AIware 2026
Mon 6 - Tue 7 July 2026 Montreal, Canada
co-located with FSE 2026

Verifying bug fixes before patches are released to end users is a critical step in the software development lifecycle. However, this process is often manual, repetitive, and error-prone, especially for crash bugs triggered through Graphical User Interface (GUI) interactions in desktop applications. Despite recent advancements in LLM-driven software agents, existing work primarily targets bug reproduction without addressing fix verification, while approaches that do focus on verification rely on source code access, making them inapplicable to closed-source GUI-based desktop applications. This paper introduces Fixpad++, a framework designed to automatically verify bug fixes in the Notepad++ desktop application using LLM-powered agents. Fixpad++ employs a two-phase approach: first, a multi-modal multi-agent system interacts with the buggy version to reproduce the reported crash using visual parsing and LLM reasoning. Second, upon successful reproduction, a trajectory replay mechanism executes the recorded action sequence on the patched version to validate the fix. We evaluated Fixpad++ on FixPad-Bench, a new dataset of 105 evaluation instances derived from 22 real-world Notepad++ crash bugs, including valid and invalid patches. The system achieved a reproduction success rate of 72.73% with an average time of 174.07 seconds.

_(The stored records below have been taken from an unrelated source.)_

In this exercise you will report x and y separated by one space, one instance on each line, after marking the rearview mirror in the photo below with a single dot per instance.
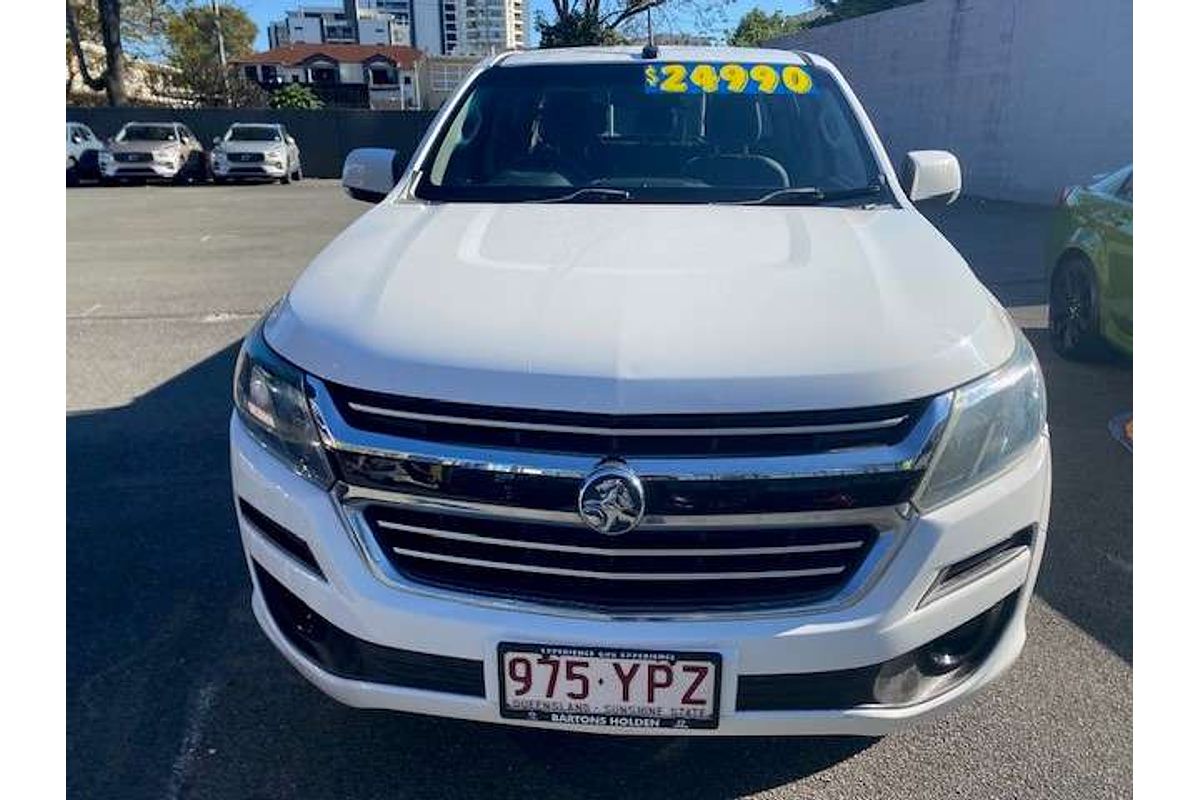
931 174
370 173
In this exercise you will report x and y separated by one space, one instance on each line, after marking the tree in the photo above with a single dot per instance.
112 79
579 23
295 95
141 26
196 35
839 10
756 26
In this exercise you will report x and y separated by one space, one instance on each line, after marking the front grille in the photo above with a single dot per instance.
649 569
625 435
742 511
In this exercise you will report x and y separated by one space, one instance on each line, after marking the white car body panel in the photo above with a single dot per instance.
643 308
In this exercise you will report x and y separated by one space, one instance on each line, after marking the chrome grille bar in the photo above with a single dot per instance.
617 576
670 552
882 517
874 425
911 453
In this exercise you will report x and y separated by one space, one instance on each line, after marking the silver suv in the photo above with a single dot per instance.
249 150
154 150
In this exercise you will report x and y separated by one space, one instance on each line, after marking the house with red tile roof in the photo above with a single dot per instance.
355 76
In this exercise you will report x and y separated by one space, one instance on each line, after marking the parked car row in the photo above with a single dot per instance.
171 151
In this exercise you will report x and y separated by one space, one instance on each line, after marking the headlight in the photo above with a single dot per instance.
270 397
993 422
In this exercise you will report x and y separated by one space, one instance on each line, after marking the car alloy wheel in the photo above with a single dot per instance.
1073 308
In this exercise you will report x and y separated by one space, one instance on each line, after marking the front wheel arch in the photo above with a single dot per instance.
1075 305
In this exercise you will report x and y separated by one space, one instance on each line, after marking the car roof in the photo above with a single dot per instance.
666 53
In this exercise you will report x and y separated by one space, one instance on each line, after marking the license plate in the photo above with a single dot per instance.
610 687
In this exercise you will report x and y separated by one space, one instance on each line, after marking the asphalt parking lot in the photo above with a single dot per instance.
173 692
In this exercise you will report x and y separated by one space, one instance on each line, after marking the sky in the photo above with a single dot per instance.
264 11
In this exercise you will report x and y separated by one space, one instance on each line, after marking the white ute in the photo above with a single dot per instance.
645 402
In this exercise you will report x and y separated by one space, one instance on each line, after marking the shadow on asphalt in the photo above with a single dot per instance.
1087 569
166 663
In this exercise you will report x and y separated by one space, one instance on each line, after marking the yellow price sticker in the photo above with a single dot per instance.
723 78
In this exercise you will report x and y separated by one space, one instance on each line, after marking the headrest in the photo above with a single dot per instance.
732 121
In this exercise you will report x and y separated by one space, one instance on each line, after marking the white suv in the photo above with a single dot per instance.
645 402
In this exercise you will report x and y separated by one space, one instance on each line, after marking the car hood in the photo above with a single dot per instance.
251 146
642 308
143 146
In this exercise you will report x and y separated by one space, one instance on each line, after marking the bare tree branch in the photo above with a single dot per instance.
97 83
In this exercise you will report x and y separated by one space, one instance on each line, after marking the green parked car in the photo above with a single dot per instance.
1091 266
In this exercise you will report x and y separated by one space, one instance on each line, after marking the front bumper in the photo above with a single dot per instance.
881 625
117 169
250 169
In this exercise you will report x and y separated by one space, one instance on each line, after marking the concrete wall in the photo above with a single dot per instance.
1031 95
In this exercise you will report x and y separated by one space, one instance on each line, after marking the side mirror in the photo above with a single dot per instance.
929 174
370 173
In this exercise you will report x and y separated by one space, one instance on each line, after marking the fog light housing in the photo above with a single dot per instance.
939 666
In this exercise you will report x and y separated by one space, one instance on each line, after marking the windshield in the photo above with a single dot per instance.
147 133
655 133
256 133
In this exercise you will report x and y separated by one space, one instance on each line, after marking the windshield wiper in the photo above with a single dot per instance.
814 196
604 194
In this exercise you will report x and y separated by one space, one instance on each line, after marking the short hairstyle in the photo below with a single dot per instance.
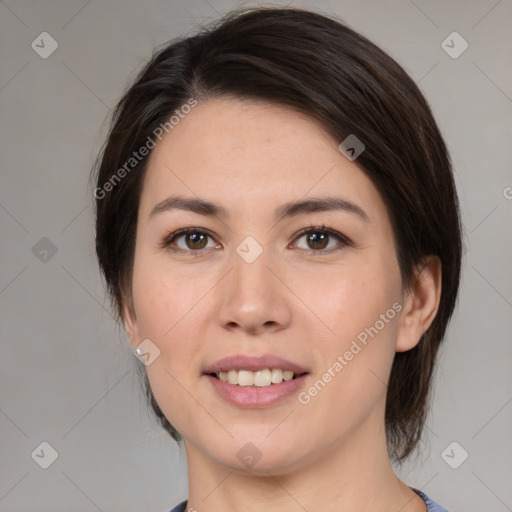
319 67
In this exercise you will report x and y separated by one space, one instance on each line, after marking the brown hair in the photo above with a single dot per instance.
320 67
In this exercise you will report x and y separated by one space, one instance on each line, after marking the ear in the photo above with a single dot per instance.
130 324
420 305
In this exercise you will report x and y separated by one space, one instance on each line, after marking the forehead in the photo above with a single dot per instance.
248 155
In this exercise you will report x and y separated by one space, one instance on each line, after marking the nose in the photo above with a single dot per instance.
252 297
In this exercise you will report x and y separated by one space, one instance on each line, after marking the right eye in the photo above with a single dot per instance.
195 240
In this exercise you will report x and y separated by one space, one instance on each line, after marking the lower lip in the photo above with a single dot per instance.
254 396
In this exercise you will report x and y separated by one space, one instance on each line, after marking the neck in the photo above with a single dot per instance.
353 474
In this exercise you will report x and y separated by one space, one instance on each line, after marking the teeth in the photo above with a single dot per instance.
261 378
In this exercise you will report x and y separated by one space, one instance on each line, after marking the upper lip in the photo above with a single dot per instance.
253 363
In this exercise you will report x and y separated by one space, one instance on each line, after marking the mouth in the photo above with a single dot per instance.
261 378
255 381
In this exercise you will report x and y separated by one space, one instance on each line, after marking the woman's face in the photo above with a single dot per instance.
245 282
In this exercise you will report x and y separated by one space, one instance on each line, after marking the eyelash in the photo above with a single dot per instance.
172 237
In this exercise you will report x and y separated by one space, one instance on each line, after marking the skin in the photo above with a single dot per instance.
305 306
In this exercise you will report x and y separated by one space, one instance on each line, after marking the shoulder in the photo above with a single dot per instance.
432 506
181 507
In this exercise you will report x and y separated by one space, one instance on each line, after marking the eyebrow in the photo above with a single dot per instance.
291 209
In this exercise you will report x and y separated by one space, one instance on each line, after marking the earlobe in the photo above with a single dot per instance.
420 305
130 325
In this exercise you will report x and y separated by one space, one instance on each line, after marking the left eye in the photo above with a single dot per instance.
317 238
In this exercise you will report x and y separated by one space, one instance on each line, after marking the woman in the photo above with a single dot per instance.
278 227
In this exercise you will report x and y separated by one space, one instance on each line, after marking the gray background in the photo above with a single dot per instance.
67 372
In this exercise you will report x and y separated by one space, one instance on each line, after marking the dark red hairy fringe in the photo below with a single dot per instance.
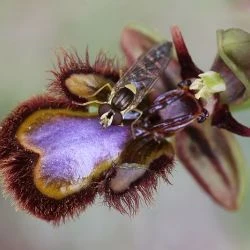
17 164
141 191
69 63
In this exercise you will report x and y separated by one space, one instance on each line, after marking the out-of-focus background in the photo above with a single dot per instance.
182 216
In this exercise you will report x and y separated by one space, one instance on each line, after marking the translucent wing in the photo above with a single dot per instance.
144 73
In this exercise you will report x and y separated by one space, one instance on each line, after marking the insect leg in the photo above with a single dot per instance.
88 103
107 85
184 84
134 122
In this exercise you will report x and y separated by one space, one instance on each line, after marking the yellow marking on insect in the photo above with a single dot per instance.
208 84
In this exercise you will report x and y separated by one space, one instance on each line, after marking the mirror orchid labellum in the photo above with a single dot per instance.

Among the successfully reproduced cases, Fixpad++ correctly verified valid fixes with 87.50% accuracy and detected invalid fixes with 77.05% accuracy, outperforming OpenAI’s Computer-Using Agent (CUA). Fixpad++ demonstrates the effectiveness of specialized LLM agent architectures for automated bug fix verification in GUI-based desktop applications, offering a practical solution for automating verification workflows without requiring access to source code.